The last decade has established the tedium of hyper-emotionalism with a queasy display of over-sharing celebrities and tell-all autobiographies, chair-throwing talk shows and invasive reality TV, and the cyber-exhibitionism of blogging. We may have reached a tipping point, though, if the recent fascination with buttoned-up TV characters is any indication. It’s doubtful that this development marks a pop-culture paradigm shift. It’s probably not even a trend. Emotional subtlety and stringent self-analysis will likely remain the territory of Booker Prize winners and Joan Didion memoirs. But the mass media’s puppy-like attention span has seized on the prickly pleasures of uptightness — at least for a moment.
Consider the contrasting celebrity trajectories of Tom Cruise and Madonna. Though he’s known for his portrayals of callow, cocky operators, Cruise once maintained a sense of mysterious depth through the ruthless gatekeeping of his public image. And then suddenly there he was, getting all schmoopy with Katie Holmes and scaring Oprah by going down on his knees, pounding the floor, leaping on the furniture, and screaming his love on national television. (According to urbandictionary.com, the phrase “jumping the couch” is now used to describe “a defining moment when you know someone has gone off the deep end.”) Meanwhile, we have Madonna, the “Express Yourself” girl once known for nude hitch-hiking. With her cool eye for zeitgeist zigzags, she sensed that total exposure had temporarily exhausted itself and embarked on a calculated dalliance with British propriety and reserve. In last August’s Vogue the reinvented Madge was pictured on the English estate she shares with husband Guy Ritchie, feeding the chickens in a ladylike dress and cardie.
Public reaction to these PR reversals suggests a new mood. Cruise nearly scuttled the War of the Worlds publicity push when his fans discovered that, um, actually, they didn’t want to see “the real Tom” and his icky, inappropriate public displays of affection after all. The newly demure Mrs. R., on the other hand, piqued our interest — even if it was only to marvel at her unabashed media manipulation.
Madonna’s passing passion for primness — she’s already reworked herself as a disco diva — may have been a shrewd show of self-marketing. And csi producer Jerry Bruckheimer, known for loud, bombastic movies such as Armageddon and Pearl Harbor, is probably backing his uncommunicative investigators for strategic reasons.
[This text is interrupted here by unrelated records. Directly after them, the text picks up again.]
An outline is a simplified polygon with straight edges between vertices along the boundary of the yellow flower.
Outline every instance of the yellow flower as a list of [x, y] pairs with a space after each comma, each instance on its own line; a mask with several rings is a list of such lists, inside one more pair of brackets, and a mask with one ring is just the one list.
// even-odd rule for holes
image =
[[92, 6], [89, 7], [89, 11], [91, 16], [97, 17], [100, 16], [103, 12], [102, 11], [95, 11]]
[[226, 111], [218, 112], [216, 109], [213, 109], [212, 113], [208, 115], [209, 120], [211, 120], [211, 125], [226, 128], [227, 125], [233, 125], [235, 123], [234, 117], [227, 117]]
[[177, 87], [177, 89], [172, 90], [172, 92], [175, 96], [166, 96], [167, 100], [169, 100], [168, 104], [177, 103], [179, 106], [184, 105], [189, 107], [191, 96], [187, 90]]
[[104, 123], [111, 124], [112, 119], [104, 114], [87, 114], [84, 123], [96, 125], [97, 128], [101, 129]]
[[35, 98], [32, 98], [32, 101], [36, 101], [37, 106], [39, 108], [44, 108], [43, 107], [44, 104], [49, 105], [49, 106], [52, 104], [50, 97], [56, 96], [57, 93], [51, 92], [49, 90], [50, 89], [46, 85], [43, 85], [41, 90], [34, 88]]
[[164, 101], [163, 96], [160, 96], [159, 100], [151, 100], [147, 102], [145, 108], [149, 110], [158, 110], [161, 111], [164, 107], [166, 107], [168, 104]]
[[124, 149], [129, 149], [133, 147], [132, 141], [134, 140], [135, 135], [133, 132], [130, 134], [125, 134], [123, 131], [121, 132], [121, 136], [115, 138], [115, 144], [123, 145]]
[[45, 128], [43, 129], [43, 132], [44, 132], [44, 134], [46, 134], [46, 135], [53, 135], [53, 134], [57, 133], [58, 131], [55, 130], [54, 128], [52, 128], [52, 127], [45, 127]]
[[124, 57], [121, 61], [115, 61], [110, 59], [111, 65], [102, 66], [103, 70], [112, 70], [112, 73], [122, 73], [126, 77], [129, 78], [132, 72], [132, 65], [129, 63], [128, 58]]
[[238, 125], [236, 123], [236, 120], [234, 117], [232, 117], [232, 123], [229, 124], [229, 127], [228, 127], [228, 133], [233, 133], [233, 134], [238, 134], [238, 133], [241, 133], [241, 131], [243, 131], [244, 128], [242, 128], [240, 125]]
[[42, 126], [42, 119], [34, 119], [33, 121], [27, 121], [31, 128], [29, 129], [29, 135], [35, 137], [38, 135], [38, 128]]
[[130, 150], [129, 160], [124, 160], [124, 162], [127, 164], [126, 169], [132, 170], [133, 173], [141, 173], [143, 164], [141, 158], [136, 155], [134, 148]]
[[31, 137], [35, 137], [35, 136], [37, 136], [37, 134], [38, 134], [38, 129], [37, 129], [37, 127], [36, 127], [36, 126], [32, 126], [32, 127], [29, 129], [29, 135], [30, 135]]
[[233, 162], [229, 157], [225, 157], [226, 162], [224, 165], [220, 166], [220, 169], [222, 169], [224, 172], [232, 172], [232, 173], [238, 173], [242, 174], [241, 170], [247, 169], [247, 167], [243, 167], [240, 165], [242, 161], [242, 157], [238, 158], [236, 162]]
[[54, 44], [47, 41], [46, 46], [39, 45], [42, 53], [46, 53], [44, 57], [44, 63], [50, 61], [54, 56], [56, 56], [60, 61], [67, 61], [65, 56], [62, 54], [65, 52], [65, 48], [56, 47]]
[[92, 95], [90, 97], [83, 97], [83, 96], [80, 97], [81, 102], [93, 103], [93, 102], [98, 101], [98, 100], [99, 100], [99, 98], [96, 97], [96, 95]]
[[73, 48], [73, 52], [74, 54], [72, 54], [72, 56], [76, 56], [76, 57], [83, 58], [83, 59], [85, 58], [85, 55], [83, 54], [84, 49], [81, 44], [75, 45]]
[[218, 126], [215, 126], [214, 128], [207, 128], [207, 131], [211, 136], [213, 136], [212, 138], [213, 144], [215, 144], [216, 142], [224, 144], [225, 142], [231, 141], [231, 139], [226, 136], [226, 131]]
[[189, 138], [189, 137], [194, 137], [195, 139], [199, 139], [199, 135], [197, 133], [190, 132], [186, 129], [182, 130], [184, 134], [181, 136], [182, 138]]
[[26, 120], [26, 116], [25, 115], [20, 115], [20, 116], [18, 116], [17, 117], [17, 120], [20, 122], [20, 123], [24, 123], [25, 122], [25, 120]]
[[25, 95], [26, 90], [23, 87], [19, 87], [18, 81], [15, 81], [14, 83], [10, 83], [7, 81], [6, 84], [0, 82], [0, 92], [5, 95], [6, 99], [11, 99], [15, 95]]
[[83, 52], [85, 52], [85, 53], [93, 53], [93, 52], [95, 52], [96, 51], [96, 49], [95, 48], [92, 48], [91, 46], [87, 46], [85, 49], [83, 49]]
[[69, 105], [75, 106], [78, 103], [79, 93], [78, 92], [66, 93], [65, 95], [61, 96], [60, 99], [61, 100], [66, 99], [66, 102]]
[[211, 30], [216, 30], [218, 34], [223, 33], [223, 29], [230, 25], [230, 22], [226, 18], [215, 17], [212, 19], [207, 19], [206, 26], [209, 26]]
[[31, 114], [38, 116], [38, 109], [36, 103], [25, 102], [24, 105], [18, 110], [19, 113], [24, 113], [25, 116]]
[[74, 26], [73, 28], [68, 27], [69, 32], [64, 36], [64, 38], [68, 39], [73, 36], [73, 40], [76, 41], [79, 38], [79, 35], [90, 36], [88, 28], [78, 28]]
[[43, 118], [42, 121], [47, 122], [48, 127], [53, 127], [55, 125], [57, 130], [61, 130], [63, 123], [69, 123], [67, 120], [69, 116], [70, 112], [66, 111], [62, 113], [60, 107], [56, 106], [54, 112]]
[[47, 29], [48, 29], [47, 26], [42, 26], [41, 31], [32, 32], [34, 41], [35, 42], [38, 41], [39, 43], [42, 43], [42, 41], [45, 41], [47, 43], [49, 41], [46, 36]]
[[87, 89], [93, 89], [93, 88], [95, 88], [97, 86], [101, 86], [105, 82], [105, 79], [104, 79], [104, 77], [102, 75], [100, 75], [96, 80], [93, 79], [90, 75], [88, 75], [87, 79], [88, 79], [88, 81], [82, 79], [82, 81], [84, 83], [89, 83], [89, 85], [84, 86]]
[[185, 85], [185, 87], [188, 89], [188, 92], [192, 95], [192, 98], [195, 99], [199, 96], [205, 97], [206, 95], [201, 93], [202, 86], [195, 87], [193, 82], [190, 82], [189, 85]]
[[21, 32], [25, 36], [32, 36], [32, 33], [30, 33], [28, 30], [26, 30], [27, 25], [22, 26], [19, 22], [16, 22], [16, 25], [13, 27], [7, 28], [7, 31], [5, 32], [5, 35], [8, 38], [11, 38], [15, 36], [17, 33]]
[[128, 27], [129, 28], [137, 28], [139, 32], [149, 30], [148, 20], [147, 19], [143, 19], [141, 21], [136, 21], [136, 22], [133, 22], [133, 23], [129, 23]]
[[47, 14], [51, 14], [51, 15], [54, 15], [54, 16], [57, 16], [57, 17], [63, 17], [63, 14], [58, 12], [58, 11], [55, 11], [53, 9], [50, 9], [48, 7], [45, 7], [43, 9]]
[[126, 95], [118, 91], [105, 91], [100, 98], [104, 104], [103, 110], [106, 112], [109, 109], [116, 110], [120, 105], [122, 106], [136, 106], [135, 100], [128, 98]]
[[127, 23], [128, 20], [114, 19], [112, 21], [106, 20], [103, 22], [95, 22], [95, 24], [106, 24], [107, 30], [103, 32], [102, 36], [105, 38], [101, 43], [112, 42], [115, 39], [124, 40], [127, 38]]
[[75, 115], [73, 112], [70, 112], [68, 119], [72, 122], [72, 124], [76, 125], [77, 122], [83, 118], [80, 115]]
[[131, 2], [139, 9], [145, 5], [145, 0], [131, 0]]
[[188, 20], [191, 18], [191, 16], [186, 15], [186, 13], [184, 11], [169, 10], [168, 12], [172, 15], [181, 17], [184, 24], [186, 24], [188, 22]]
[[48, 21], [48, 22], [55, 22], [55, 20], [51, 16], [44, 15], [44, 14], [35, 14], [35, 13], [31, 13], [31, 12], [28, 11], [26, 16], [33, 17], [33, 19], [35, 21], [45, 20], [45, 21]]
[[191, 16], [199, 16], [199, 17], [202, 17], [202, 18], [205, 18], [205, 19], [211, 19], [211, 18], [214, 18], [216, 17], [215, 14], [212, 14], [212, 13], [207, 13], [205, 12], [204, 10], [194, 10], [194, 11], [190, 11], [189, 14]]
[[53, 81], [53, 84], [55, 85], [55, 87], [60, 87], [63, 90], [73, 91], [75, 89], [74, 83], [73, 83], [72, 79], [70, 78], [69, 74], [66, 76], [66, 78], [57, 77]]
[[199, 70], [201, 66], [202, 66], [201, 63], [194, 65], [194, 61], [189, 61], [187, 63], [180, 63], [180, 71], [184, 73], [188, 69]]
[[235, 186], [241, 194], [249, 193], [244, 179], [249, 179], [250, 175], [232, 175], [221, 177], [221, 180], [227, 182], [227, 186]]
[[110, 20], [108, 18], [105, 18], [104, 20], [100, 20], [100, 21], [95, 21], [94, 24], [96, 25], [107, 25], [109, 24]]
As shrewd pop-culture prognosticators, they have both seized on emotional repression as a novelty, a cool contrast to the emotionally overheated effects of most mass media, including the web.
Cyber-theorist Rebecca Blood’s early optimism that the blogosphere could be a community dedicated to self-awareness, self-reliance, and critical thinking was a wonderful leap of Rousseauian idealism, and the blogs that live up to that standard are models of democratic social engagement, with writing fresh enough to merit Blood’s definition of blogging as “a coffeehouse conversation in text.” Unfortunately, most of blog-world material doesn’t warrant this kind of optimism. Instead, it offers sullen and adolescent evidence that personal expression does not necessarily lead to a greater understanding of the self and others. Blood believes that “each of us [bloggers] speaks in an individual voice of an individual vision,” but just try googling the phrase “I hate my mom” or “Nobody understands me” or “My love life sucks” and see how many hits you get — and how drearily alike the entries are. Many bloggers seem to be caught in circular thinking and world-obliterating self-absorption. They can’t be doing anything for their audience, and it’s not even clear what they’re doing for themselves.